Shaheen asked about the possibility that the site on Santa Clara Avenue is environmentally contaminated. The neighboring site, a former Alaskan Oil station, was supposedly cleaned up, but Shaheen said Aubuchon Hardware was looking to buy that property and found that it still has environmental problems that are spreading.
Foran said he’s aware there might be problems, but there are contingency funds in the project’s budget that could deal with it. If there is a big problem, he said the federal government would likely give brownfield grant money to clean up the site, since he already expects it to fund part of the project.
Day was also concerned about the site. He said he owns property in the area, and drainage was a problem there when Demars Boulevard flooded two years ago. Foran said those issues could likely be dealt with in the design of the building.
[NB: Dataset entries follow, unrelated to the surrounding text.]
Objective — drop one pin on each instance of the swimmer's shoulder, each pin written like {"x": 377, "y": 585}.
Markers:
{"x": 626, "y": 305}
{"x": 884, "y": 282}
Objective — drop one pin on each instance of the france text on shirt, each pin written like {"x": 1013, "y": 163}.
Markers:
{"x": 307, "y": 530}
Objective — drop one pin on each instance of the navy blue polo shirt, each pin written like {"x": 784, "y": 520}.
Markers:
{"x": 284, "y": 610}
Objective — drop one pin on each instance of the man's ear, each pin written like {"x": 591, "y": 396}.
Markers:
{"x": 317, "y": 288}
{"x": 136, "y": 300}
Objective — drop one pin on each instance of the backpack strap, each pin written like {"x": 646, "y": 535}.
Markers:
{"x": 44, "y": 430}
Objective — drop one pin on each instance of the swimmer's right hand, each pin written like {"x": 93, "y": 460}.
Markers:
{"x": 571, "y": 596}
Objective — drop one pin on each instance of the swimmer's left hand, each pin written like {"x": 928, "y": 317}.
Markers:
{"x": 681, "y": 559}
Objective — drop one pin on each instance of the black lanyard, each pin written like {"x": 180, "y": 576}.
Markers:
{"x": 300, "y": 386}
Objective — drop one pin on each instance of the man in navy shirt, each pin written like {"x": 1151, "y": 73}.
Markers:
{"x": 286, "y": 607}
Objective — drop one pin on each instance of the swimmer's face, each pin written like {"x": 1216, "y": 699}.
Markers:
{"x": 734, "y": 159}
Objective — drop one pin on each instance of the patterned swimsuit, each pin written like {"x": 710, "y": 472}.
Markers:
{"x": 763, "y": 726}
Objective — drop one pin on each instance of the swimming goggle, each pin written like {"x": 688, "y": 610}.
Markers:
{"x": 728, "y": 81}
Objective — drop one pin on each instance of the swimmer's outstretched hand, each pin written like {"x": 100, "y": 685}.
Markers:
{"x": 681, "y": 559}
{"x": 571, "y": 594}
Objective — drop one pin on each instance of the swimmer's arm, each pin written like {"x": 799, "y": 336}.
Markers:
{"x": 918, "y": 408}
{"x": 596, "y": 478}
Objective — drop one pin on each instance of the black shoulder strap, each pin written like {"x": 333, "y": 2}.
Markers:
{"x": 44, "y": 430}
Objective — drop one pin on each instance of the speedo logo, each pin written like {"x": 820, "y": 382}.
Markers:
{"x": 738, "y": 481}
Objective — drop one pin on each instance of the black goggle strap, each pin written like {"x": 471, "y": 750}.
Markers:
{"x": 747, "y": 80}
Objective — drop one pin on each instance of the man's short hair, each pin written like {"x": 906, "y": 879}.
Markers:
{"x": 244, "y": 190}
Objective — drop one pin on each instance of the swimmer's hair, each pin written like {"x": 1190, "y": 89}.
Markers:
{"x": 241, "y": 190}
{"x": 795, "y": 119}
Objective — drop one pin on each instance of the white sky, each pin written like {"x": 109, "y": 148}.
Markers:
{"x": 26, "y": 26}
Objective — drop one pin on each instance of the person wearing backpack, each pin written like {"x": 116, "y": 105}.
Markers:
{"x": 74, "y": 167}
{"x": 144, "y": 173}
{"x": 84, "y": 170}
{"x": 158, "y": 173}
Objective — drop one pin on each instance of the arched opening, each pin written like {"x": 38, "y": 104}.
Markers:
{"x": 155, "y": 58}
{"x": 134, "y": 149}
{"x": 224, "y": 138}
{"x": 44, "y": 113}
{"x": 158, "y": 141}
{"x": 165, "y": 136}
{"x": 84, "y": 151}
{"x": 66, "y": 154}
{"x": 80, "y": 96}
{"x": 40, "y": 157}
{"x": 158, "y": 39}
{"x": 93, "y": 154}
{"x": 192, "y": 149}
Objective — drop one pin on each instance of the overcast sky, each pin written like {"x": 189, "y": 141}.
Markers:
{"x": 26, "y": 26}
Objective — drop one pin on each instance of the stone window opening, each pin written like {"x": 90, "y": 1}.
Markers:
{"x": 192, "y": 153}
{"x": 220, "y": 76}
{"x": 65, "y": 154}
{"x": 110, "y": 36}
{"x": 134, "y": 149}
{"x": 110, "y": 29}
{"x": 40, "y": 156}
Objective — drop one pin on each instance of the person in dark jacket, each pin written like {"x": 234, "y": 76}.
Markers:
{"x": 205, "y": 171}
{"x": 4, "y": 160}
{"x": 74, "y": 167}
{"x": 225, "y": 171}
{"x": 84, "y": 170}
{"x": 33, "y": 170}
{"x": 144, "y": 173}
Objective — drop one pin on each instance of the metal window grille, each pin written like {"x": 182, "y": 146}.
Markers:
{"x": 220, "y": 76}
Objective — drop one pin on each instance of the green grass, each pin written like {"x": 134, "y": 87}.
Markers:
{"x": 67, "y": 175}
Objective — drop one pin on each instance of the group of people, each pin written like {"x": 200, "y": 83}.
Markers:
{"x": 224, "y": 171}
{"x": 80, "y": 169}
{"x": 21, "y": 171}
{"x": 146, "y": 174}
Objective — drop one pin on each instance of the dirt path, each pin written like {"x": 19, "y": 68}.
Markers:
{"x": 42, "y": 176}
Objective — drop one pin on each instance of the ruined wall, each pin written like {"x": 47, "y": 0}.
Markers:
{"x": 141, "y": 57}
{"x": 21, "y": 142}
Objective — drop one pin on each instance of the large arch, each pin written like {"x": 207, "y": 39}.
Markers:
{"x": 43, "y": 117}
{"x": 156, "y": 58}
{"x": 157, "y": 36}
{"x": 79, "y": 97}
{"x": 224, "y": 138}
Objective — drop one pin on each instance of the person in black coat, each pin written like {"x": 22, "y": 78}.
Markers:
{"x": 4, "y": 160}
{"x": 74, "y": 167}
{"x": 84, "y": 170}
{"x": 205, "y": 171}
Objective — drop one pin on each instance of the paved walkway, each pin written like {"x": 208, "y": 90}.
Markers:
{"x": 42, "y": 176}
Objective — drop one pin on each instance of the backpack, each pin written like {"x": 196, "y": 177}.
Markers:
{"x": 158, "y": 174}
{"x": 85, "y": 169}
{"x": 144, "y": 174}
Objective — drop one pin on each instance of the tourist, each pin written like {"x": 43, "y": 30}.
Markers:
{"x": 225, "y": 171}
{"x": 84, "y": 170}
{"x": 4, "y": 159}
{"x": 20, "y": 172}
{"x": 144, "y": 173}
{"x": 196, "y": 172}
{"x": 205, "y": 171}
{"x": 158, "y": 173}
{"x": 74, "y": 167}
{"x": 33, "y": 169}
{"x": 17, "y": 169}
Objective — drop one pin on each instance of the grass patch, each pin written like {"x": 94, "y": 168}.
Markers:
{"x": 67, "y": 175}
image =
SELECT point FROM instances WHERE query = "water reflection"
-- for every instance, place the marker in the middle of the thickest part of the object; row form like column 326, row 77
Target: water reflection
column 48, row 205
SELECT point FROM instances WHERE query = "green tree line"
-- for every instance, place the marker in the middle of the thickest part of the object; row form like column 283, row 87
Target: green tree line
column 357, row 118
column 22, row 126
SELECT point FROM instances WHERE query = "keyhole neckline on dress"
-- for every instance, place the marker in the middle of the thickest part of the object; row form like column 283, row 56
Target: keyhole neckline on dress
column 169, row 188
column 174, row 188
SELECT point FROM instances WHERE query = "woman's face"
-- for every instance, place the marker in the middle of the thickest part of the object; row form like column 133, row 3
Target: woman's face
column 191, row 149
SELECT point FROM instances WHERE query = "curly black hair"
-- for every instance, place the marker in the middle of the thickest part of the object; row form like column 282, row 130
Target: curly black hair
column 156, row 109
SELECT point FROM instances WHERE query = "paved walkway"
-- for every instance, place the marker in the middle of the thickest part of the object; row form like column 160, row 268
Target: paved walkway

Foran also addressed McClelland’s editorial last week, arguing that Tupper Lake should take a note from the Gouverneur fire station. Built about five years ago, the station isn’t up to any codes, Foran said.
Shaheen asked how they can get away with not meeting code, and if they can, why Tupper Lake can’t. Foran said he won’t be involved in a building that won’t meet codes, and noted that if it didn’t, it wouldn’t be covered by insurance, among other problems.
McClelland said the people who showed him the station there are proud of their station and stand by it.
“They’re pretty tickled with the building,” McClelland said.
Shaheen said Gouverneur built what it could afford, and he doesn’t believe Tupper Lakers can afford a nice building, either. Foran said Gouverneur’s building won’t last as long as the one planned for Tupper Lake, and he believes Tupper’s plans are the most cost-effective way to go about it in the long run.
Jim Frenette Jr. asked whether the new building would have a higher operating budget than the current two stations.
Foran said some of the other stations he has been involved with recently found their costs increased little due to the fact that new construction, appliances and other considerations are so much more energy efficient, “which I found kind of shocking, to be honest with you.”
Hope Frenette asked what happens if bids come in higher than expected. Foran said locals can help drive costs down by encouraging local workers to bid on the project.
Foran said over the next two weeks, supporters of the project plan to hold meetings with local community groups and at the Ivy Terrace and Don Smith’s apartment complexes to drum up support.